Last Sunday we had our first go at a twin-site morning service. Our church room is in an annexe to our, fairly small, parish church, and for years the seating capacity in church of 80 or so has been a glass ceiling. The church has bumped along against it, but it physically limits the number of people who can be part of the worship. We get new people pretty much every week, but their experience is of finding a church which doesn't have room for them.
For a couple of Sundays a month we use two venues: a traditional service in the church, and something more informal and child-friendly in the community centre 1/2 mile up the hill at the heart of the Abbey Manor estate. There's still a pretty good sense of church unity, but if we extended this to 3 or 4 Sundays a month, as well as stretching our resources past their limits, we might end up by accident with 2 separate churches.
It was a funeral which started the whole thing off. Last year Bob, our Treasurer and a great bloke, died very suddenly and we had around 250 people packed into St. James for his funeral.
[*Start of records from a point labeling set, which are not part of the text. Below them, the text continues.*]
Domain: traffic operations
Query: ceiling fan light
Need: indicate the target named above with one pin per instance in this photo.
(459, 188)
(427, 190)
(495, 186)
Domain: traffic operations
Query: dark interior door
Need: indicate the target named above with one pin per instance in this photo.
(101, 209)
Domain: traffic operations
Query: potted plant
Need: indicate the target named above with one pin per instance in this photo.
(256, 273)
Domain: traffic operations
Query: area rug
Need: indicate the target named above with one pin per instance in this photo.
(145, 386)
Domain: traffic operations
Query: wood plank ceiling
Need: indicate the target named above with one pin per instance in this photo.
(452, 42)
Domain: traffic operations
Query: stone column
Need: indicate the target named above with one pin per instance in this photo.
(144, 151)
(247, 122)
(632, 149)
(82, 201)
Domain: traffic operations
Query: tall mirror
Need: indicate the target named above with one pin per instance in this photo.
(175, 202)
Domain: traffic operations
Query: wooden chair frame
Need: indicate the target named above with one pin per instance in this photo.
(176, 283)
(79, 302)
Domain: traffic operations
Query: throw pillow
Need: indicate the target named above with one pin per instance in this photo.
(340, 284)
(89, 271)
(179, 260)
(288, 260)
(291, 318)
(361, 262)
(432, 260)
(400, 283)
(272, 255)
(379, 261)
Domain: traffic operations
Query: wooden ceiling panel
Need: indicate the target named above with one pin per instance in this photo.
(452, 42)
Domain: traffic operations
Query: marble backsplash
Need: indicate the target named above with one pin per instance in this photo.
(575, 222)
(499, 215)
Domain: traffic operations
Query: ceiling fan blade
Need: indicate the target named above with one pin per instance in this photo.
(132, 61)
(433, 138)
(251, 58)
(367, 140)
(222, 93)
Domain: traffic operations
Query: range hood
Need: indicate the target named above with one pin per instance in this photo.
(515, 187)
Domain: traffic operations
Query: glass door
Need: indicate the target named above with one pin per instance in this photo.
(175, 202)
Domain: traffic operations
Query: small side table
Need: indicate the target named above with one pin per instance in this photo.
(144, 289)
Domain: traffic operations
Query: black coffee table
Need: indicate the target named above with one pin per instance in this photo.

Roughly half ended up in the church room, watching a video relay of the service.
We realised that this was something we could do on Sundays too, so last Sunday we relayed the reading, a drama skit, and the sermon into the room, and had a worship leader and musicians in both venues. We kept the same running order, had childrens groups in a building next door which we hired (and turned out to be very suitable), and joined together for coffee afterwards.
Normally we get 80-85 for that service. 120 turned up, boosted by a sudden and unexpected visit from the local Christian boarding school, (20-odd 6th formers). So instead of filling 1 venue to nearly maximum, we filled both! Everything seemed to work, and we've installed a permanent cable from the church into the room which just needs plugging into a projector and speaker to relay things from the church.
It seems to be a good solution for lots of reasons:
- it keeps the church in one place, which is an important statement
- it minimises duplication: only 1 sermon and order of service need preparing, and only 1 set of childrens activities.
- it increases our seating capacity by 50
- nothing is lost: the 10.30 service is just as it always was, but if you want the same thing with comfy seating and a slightly more informal, intimate atmosphere (and the chance to get to the coffee first), there's an alternative.
In the long run we'll need to buy another projector, and have a team who know how to set it up so that the practical stuff doesn't keep falling on the same shoulders. But it was a good start.